Sobre o tipo de roupa, minhas dicas são as seguintes: peças lisas, escuras, que não amassem e que combinem entre si. Se aquela blusa que você ama só dá certo com uma saia específica, esqueça. Quanto mais combinações for possível fazer com as mesmas peças menos roupas repetidas você usará. E para não parecer que estou sempre igual, procuro caprichar nos acessórios: lenços, cachecóis, cintos, colares e meias-calças transformam um mesmo vestido preto em looks completamente diferentes, com a vantagem de serem versáteis, leves e ocuparem pouco espaço na mala.
Se no local para onde estou indo estiver um frio daqueles dois casacos resolvem: um no corpo e outro ocupando metade da mala (o ideal seria poder se livrar deste). Para os pés, menos é sempre mais: sapato ocupa espaço, pesa e chamará menos atenção que sua bagagem gigante. Além disso, já entendi que como gosto de andar o dia inteiro quando estou viajando, nada serve também para os pés como um bom e velho tênis.

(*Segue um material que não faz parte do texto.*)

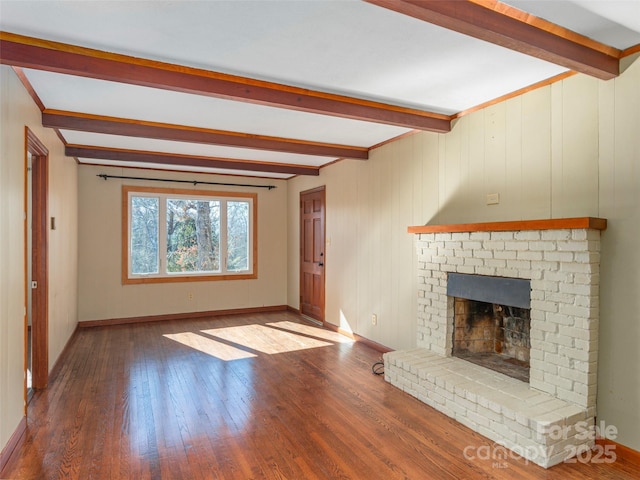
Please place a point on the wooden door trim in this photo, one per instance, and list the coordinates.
(320, 189)
(40, 260)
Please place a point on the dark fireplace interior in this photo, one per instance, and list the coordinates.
(493, 335)
(492, 322)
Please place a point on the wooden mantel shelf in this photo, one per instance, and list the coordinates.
(518, 225)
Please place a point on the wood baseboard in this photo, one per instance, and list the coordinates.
(11, 445)
(622, 452)
(65, 352)
(179, 316)
(358, 338)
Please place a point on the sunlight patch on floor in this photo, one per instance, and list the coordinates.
(312, 331)
(265, 339)
(209, 346)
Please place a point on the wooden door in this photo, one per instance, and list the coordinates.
(38, 280)
(312, 257)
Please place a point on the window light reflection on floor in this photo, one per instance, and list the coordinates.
(247, 341)
(209, 346)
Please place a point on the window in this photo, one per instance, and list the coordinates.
(175, 235)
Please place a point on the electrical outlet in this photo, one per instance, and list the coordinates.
(493, 198)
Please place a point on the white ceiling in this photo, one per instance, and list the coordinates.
(349, 48)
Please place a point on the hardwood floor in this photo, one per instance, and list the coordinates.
(239, 397)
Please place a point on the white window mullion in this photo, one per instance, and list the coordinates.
(162, 236)
(223, 235)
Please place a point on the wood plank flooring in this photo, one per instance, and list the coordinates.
(263, 396)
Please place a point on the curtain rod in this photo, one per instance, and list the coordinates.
(104, 176)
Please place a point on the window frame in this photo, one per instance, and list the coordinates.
(130, 279)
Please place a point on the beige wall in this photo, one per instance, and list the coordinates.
(101, 293)
(570, 149)
(17, 111)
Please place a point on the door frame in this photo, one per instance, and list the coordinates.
(39, 262)
(321, 189)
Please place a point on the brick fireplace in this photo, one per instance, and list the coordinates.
(543, 420)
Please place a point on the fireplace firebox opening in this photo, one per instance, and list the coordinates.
(493, 335)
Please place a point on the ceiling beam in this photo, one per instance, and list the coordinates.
(28, 52)
(508, 27)
(123, 155)
(136, 128)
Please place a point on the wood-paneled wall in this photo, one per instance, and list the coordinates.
(566, 150)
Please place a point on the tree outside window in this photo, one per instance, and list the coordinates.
(203, 236)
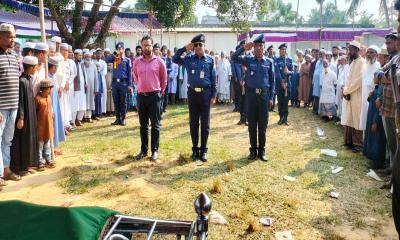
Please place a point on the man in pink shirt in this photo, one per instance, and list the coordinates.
(150, 76)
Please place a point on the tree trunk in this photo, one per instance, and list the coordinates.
(60, 23)
(106, 24)
(386, 11)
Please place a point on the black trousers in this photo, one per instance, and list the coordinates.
(149, 107)
(257, 115)
(199, 114)
(243, 107)
(283, 102)
(119, 92)
(238, 94)
(164, 103)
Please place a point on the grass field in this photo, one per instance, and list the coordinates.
(97, 168)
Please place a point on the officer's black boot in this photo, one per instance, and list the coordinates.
(261, 155)
(195, 154)
(203, 155)
(122, 121)
(253, 154)
(280, 120)
(117, 121)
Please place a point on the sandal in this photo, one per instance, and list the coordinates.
(13, 177)
(50, 165)
(2, 182)
(23, 173)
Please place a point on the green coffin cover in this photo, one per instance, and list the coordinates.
(21, 220)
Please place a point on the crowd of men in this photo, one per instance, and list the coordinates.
(353, 85)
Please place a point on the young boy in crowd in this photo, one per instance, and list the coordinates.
(24, 148)
(45, 124)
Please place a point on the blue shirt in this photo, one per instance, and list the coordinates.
(259, 73)
(200, 70)
(123, 70)
(236, 71)
(280, 63)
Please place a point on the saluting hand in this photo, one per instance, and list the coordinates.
(189, 47)
(270, 104)
(213, 100)
(248, 46)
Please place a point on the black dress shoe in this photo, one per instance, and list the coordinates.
(117, 122)
(252, 155)
(195, 155)
(262, 156)
(204, 157)
(154, 156)
(141, 155)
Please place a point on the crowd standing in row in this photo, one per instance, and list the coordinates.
(351, 85)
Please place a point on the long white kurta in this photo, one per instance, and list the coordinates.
(342, 78)
(37, 78)
(172, 78)
(79, 97)
(72, 66)
(183, 83)
(328, 81)
(224, 72)
(367, 87)
(103, 72)
(91, 83)
(353, 87)
(64, 77)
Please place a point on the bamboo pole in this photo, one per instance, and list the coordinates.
(46, 67)
(43, 32)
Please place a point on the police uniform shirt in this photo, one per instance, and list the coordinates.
(280, 65)
(260, 73)
(201, 71)
(123, 70)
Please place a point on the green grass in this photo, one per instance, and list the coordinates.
(242, 190)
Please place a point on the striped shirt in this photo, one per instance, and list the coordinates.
(9, 80)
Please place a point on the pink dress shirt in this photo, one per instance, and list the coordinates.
(149, 75)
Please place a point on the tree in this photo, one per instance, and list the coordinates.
(354, 4)
(365, 19)
(331, 15)
(79, 37)
(171, 13)
(237, 13)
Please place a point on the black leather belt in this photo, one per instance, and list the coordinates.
(198, 90)
(258, 90)
(120, 79)
(149, 93)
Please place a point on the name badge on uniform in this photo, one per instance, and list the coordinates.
(201, 74)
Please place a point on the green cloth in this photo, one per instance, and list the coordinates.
(21, 220)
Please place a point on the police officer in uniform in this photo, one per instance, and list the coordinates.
(121, 82)
(271, 55)
(259, 93)
(284, 71)
(202, 91)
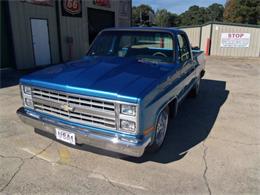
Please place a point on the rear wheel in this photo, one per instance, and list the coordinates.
(161, 129)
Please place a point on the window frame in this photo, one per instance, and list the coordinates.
(184, 38)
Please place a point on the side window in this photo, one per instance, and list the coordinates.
(184, 48)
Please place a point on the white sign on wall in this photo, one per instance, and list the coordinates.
(235, 39)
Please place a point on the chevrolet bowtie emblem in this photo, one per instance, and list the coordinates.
(67, 107)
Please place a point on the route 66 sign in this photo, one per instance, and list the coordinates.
(71, 8)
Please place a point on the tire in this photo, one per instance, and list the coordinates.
(161, 129)
(195, 89)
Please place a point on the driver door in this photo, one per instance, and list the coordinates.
(186, 61)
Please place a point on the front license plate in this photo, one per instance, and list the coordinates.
(65, 136)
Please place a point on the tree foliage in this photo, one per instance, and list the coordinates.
(242, 11)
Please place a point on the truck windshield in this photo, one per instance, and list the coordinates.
(155, 47)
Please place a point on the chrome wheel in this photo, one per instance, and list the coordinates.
(161, 127)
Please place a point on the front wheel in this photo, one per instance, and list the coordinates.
(161, 129)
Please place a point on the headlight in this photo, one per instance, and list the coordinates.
(27, 90)
(28, 102)
(128, 109)
(128, 125)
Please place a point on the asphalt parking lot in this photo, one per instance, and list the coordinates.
(212, 146)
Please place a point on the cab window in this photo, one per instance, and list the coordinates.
(184, 48)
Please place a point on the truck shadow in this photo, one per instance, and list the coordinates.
(192, 125)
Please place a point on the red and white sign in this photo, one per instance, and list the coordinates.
(235, 40)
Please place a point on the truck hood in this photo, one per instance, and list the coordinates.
(123, 79)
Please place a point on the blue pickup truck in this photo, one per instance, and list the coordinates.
(119, 96)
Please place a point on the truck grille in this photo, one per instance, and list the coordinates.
(75, 108)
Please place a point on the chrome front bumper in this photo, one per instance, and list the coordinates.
(84, 136)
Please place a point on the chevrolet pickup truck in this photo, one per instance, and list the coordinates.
(119, 96)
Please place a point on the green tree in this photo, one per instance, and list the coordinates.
(195, 15)
(162, 18)
(165, 18)
(141, 15)
(215, 12)
(242, 11)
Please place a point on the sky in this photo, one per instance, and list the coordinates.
(176, 6)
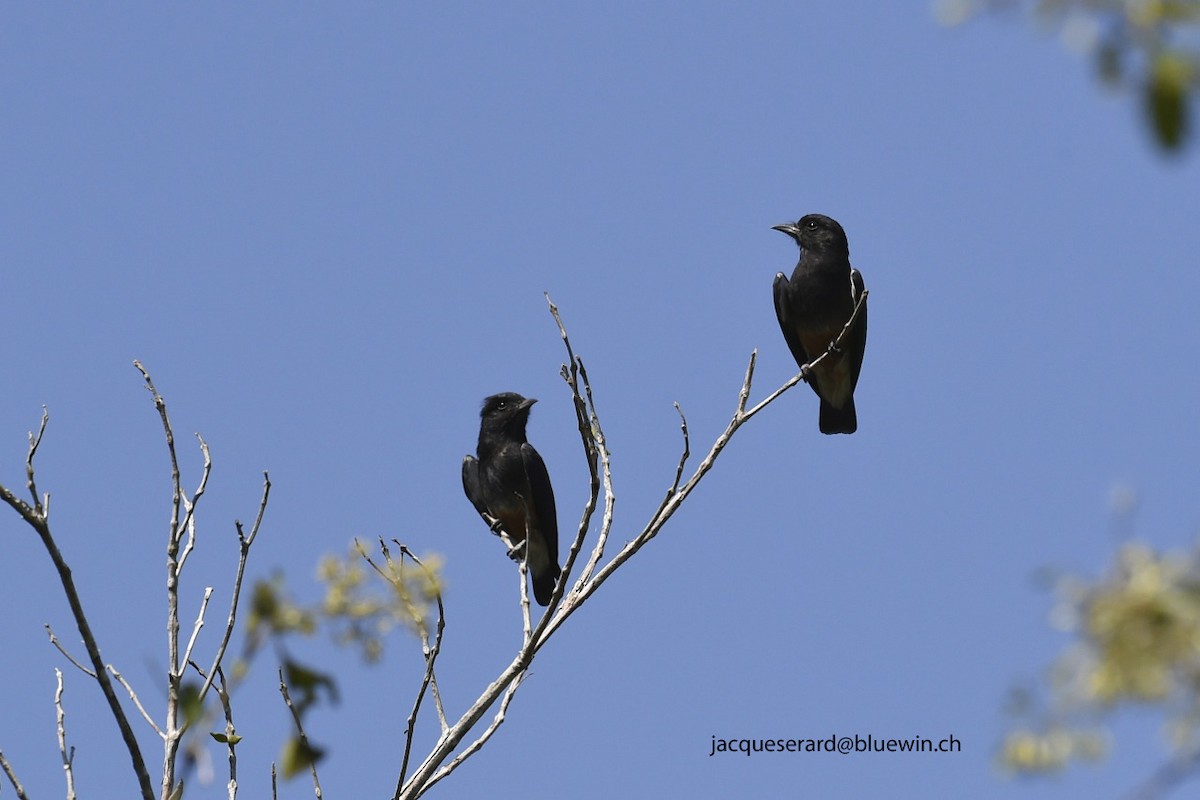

Como mala de mão, levo apenas uma mochila pequena, unicamente porque não posso levar os eletrônicos e minha máquina fotográfica enorme na mala, por razões óbvias que só descobri após ser furtada no famoso golpe da cesárea, no qual funcionários do aeroporto abrem sua mala sem deixar qualquer vestígio e tiram de lá tudo o que interessa. Acho mala de mão a coisa mais chata do mundo, portanto, quanto mais leve melhor.
E para viagens longas como a que estou fazendo agora, a lavanderia é sempre a melhor opção para evitar exageros.
Por fim, a grande dica: toda vez que aquele conjuntinho estampado lindo que você ama (mas que ocupa muito espaço e só será usado uma única vez) vier à sua cabeça, lembre-se o quanto mala é uma coisa chata (não é a toa que tem esse nome) e o quanto você não precisa, justamente nas suas merecidas férias, ficar arrumando e desarrumando bagagem, fazendo força pra fechar malas que com certeza não fecharão antes de explodir, empurrando pesados trambolhos pra lá e pra cá e pagando excesso de peso em todos os voos que você pegar. Isso sim não é nada chique. É over e chato.